Melrose also trumps that at GKN there are no black holes & # 39; have been found as if this is a big surprise. Aerospace activities do indeed, like GKN, a roaring trade. It is increasingly important that the government and the takeover panel closely monitor sales to ensure that the commitments made in the last days of the bidding process are not broken.
Cap in hand
At first glance, the Tory price limit seems a good thing for Big Six energy companies. It puts money in the pockets of 11 million customers of utilities that are stuck to a standard variable rate.
But such interference in free markets rarely works. In the period that it has implemented the price limit, the wholesale prices have increased and the Big Six did not lose any time when passing on increases.
They give back what they have already taken. If Ofgem, the regulator, had been more determined, it could have asked the Big Six to automatically switch more compliant customers to the cheapest rates. Estimates suggest that the rate limit costs Centrica up to £ 250 million, money that could have been invested in greener technology. Moreover, the rise of challengers for the Big Six together with price comparison sites and easy switching should keep the big players fair.
The real concern for the equity markets is that the May government has set an exciting precedent to outperform labor prices on energy prices.
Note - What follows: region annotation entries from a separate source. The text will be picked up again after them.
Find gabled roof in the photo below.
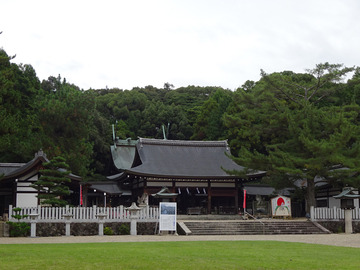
[0,150,81,181]
[0,150,49,180]
[126,138,263,179]
[110,138,137,170]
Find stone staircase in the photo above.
[183,220,329,235]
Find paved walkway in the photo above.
[0,234,360,248]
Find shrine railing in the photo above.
[9,205,159,223]
[310,206,360,221]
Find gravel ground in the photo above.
[0,234,360,248]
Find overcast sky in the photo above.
[0,0,360,90]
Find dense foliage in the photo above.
[0,41,360,210]
[31,157,71,207]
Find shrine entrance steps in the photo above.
[178,219,330,235]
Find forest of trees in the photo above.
[0,44,360,212]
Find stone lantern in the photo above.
[63,212,73,236]
[95,213,107,236]
[29,213,39,237]
[126,202,141,235]
[334,187,360,233]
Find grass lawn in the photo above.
[0,241,360,270]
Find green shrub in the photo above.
[7,207,30,237]
[118,224,130,235]
[104,227,114,235]
[8,221,30,237]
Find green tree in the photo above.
[38,77,96,176]
[31,156,71,207]
[0,49,41,162]
[191,89,232,140]
[225,63,360,211]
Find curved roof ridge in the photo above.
[139,138,228,147]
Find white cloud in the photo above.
[0,0,360,89]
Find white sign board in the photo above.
[271,196,291,217]
[159,202,176,231]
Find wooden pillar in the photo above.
[171,180,177,202]
[234,179,239,214]
[208,180,212,214]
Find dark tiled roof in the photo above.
[127,138,264,179]
[0,163,26,176]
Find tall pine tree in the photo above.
[32,156,71,207]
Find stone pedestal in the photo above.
[345,209,353,233]
[29,213,39,237]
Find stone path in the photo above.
[0,234,360,248]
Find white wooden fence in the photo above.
[310,206,360,220]
[9,205,159,223]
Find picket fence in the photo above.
[310,206,360,221]
[9,205,159,223]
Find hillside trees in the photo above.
[191,89,233,141]
[225,64,360,211]
[38,77,96,176]
[31,156,71,207]
[0,49,40,162]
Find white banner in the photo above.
[159,202,176,231]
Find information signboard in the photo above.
[159,202,176,231]
[271,196,291,217]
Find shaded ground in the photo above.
[0,234,360,248]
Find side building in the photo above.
[0,151,81,216]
For example, a personnel administration would like to do the same for insurances and banks. That may seem like a good idea, but it can produce undesirable results. Wonga was a horrible company. But driving in the garden of the knacker was not the goal when the costs were capped.
Can the glory of Ocado shares come to a halt? The parent of the French partner Casino of the online grocery seems to be in big trouble.
Loans from 51.1 percent owner Jean-Charles Naouri of Rallye have risen to £ 3.2 billion and the price of credit insurance has increased dramatically, indicating a failure rate of 80 percent. Bonds with a coupon of 3.4 percent that expires in 2022 yield 26 percent.
Perhaps Ocado boss Tim Steiner comes to his aid.